O ministro Flávio Dino, do STF, acompanhou agora há pouco (09) o voto do relator Alexandre de Moraes e votou a favor da condenação do ex-presidente Jair Bolsonaro e de outros sete réus pela tentativa de golpe. Citando o ex-presidente, Braga Netto, Almir Garnier, Anderson Torres, Mauro Cid, Heleno e Ramagem, o ministro reforça que há “níveis de culpabilidade” diferentes.
“Jair Bolsonaro tinha condição de figura dominante na organização criminosa. Ele e Braga Netto ocupam essa função. Eles tinham domínio de todos os eventos narrados no processo”, afirmou Dino ao defender que os dois deveriam ter penas diferentes.
“Em relação a Paulo Sérgio, Augusto Heleno e Alexandre Ramagem, há uma participação de menor importâcia e explico: Alexandre Ramagem porque ele saiu do governo em março de 2022 (…). Quando for no momento da dosimentria lembrarei disto (…), Quanto ao Augusto Heleno, ele não estava nas reuniões, não estava presente. Há atos exteriorizados de Augusto Heleno no segundo semestee, quando se deram os eventos principais da trama que estamos a julgar? Não. Eu não localizei (…) Já o general Paulo Sério, ele participa até um certo momento, ele poderia não ter participado”, disse Dino.
O ministro ainda reforçou os benefícios dados ao Mauro Cid. Segundo fontes dentro do plenário, a divergência de Dino gerou incômodo entre os deputados (da esquerda) Rogerio Correia, Jandira Feghali e Ivan Valente, presentes no julgamento.

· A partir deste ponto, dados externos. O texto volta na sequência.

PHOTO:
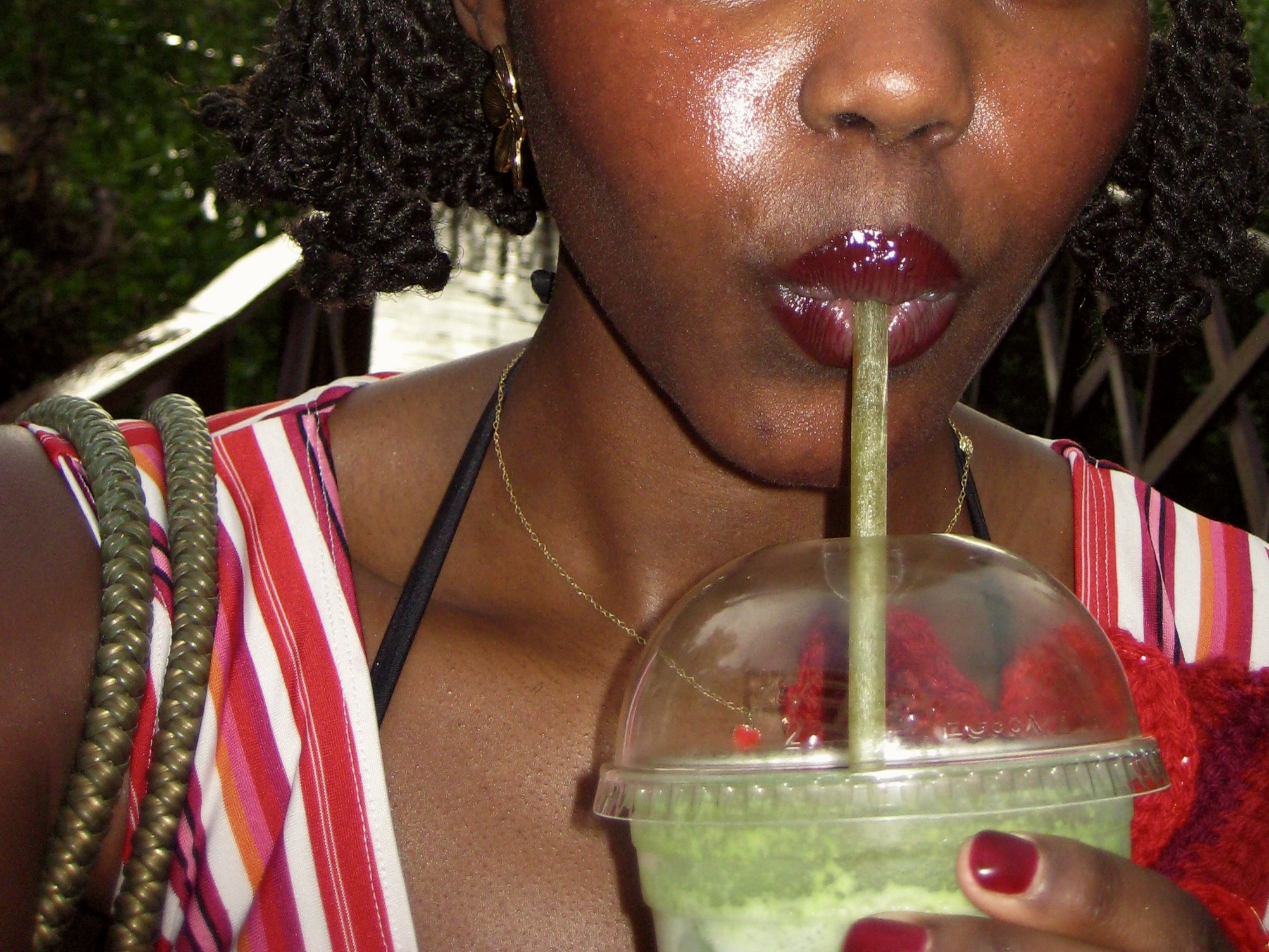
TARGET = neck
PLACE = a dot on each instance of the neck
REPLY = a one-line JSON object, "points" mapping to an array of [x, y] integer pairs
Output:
{"points": [[627, 498]]}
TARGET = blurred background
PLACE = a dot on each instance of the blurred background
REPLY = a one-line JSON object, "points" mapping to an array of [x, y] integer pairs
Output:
{"points": [[123, 276]]}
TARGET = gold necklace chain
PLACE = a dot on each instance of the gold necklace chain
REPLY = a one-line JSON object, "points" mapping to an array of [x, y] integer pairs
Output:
{"points": [[963, 442]]}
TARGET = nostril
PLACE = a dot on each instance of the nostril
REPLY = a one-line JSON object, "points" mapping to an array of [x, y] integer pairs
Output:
{"points": [[852, 121]]}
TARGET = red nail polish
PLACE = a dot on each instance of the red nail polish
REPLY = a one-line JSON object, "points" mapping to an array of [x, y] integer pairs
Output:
{"points": [[885, 936], [1003, 862]]}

Dino afastou a tese da defesa de Bolsonaro de que os atos do ex-presidente seriam meramente “preparatórios”, ou seja, antes de o delito ser executado.
“Não considero que nós tivemos meros atos de preparação, e sim atos executórios”, afirmou.
O chamado núcleo crucial responde por tentativa de abolição violenta do Estado Democrático de Direito, tentativa de golpe de Estado, participação em organização criminosa armada, dano qualificado e deterioração de patrimônio tombado.
O ministro Dino fez um voto vogal, isto é, está pronunciando seu voto a partir de anotações que fez com adaptações de última hora. Estilo de votação difere do ministro Moraes, que leu ponto a ponto seu voto.
O ministro Dino afirmou, ironizando, que o suposto plano investigado pela Polícia Federal para matar o presidente Lula, seu vice, Geraldo Alckmin, e o ministro Moraes, não se chamava “Bíblia verde e amarela”, mas sim “Punhal verde e amarelo”.
“O nome do plano era punhal, não era Bíblia verde e amarela. Os acampamentos não foram em porta de Igreja. Sei que se reza nos quartéis, mas sobretudo há nos quartéis metralhadora, fuzis, tanques”, declarou o ministro em seu voto.
Dino também afirmou que um tweet de uma autoridade ou de um governo estrangeiro não vão interferir na Corte. “Será que alguém imagina que um cartão de crédito ou Mickey vão mudar o julgamento no Supremo?”, questionou.
Mais cedo, o minsitro afirmou que encara uma possível anistia como algo incostitucional. Dino disse que nunca houve anistia em proveito dos altos escalões de poder, ou em forma de ‘autoanistia’.
Falta agora o voto dos próximos magistrados a votarem nesta ordem: Luiz Fux, Cármen Lúcia e, por último, o presidente do colegiado, Cristiano Zanin. O placar agora está 2×0, eventual condenação de Bolsonaro pela Primeira Turma do STF depende de maioria de três votos.
Quem são os réus?
- Jair Bolsonaro, ex-presidente da República;
- Alexandre Ramagem, deputado federal e ex-diretor da Abin (Agência Brasileira de Inteligência);
- Almir Garnier, ex-comandante da Marinha;
- Anderson Torres, ex-ministro da Justiça e ex-secretário de Segurança Pública do Distrito Federal;
- Augusto Heleno, ex-ministro do GSI (Gabinete de Segurança Institucional);
- Mauro Cid, ex-ajudante de ordens de Jair Bolsonaro;
- Paulo Sérgio Nogueira, ex-ministro da Defesa; e
- Walter Braga Netto, ex-ministro da Casa Civil e da Defesa e candidato a vice na chapa de Jair Bolsonaro em 2022.